While there are still many individuals who have skepticism about cryptocurrencies, a growing number of individuals have begun to put their money into these digital assets. As a result of the unpredictability and decentralization of cryptocurrencies, several nations have gone so far as to prohibit their use outright. It should be noted that India, like many other countries, believes cryptocurrency to be illegal and has issued a directive to halt any transactions using it. The result of this is that there is now discord among the different financial circles.
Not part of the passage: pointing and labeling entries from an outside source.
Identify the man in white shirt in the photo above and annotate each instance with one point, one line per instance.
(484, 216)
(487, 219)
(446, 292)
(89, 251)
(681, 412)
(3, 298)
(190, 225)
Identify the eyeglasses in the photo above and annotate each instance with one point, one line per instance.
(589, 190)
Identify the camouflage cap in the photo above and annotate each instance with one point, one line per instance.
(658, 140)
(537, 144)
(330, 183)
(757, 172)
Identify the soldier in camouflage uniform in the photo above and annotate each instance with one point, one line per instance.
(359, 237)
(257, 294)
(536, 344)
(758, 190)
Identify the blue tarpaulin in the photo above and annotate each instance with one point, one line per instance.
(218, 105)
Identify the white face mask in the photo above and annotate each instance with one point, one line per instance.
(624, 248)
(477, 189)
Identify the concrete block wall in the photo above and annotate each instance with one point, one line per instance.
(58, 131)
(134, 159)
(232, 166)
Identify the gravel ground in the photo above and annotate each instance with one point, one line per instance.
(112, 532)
When you consider how incredibly unstable bitcoin is, you could find yourself wondering what gives it any value at all. On any one day, the bitcoin price may see swings of up to 10% or even as little as 2% each way. This is not an unusual occurrence. Smaller coins are more susceptible to price movements that are even more extreme. The supply of bitcoin and the demand for it are the two primary factors that define its value, just as they are for the price of everything else that people desire. If there is a greater demand than there is supply, then the price will go up. For instance, if there is a drought, the price of grain and products goes up, even though there is no change in the level of demand. The same economic premise of supply and demand applies to cryptocurrency markets. When there is a greater demand than an available cryptocurrency, the price of the cryptocurrency goes up. The supply mechanism of a cryptocurrency is always public knowledge since every cryptocurrency discloses the plans for how its tokens will be created and destroyed. Some of them, like Bitcoin, have a maximum supply that is predetermined; for example, we know that there will never be more than 21 million Bitcoins. Ether, on the other hand, does not have a supply limit. Some digital currencies feature built-in mechanisms that, when activated, “burn” current tokens. This keeps the total amount of tokens in circulation from becoming too high, which helps keep inflation under control. To destroy a token, you must first transfer it to an address on the blockchain that cannot be recovered.
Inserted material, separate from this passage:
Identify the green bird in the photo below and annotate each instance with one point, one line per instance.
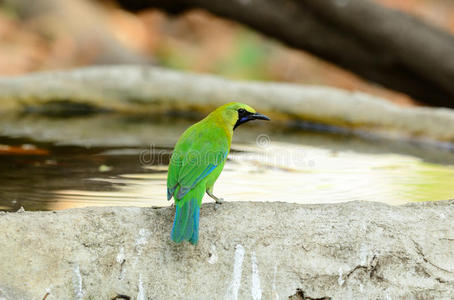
(197, 161)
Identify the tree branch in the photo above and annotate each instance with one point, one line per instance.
(379, 44)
Demand can rise as a result of increased usefulness or as a result of increased knowledge of a project. The increased use of cryptocurrencies as investments by a larger population not only drives up demand but also has the impact of reducing the total amount that is in circulation. For instance, when institutional investors first started purchasing and holding Bitcoin at the beginning of 2021, the price of Bitcoin increased significantly as demand outpaced the pace at which new coins were created, effectively reducing the total amount of Bitcoin that was available for purchase. This caused the price of Bitcoin to rise.
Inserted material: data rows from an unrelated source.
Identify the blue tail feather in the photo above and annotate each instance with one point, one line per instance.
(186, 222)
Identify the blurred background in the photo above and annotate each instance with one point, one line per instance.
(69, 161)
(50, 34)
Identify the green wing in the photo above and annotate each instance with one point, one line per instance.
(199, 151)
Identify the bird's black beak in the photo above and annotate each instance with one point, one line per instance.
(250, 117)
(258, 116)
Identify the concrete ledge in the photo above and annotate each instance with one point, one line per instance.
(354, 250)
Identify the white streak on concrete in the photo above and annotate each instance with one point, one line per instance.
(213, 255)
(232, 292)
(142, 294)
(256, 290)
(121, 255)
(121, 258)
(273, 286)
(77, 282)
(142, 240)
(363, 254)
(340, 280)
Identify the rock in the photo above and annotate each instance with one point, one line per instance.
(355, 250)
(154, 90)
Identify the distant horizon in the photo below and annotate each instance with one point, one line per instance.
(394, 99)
Now comes the question: Should one invest in Crypto?
Because cryptocurrencies like Bitcoin have historically demonstrated little price connections with the stock market in the United States, having some cryptocurrency in your portfolio may help boost the portfolio’s diversity. If you believe that cryptocurrency usage will become more widespread over time, then it makes sense for you to buy some cryptocurrency directly as part of a diversified portfolio. However, if you do not believe that cryptocurrency usage will become more widespread over time, then it does not make sense for you to buy cryptocurrency directly. Make sure that you have a well-thought-out investment thesis prepared for every cryptocurrency in which you want to invest. This will help you determine which cryptocurrencies will most likely succeed in the long run. You should be able to manage the investment risk as part of your total portfolio if you do your homework and study as much as you can about how to invest in bitcoin if you educate yourself as much as possible on how to do so.
You may benefit from the increase of cryptocurrencies in other ways than purchasing bitcoin, which may be more appealing to you if buying cryptocurrency seems like too much of a risk. You have the option of purchasing the equities of cryptocurrency-related businesses like Coinbase, Block, and PayPal, or you can put your money into an exchange such as CME Group, which makes trading in cryptocurrency futures possible.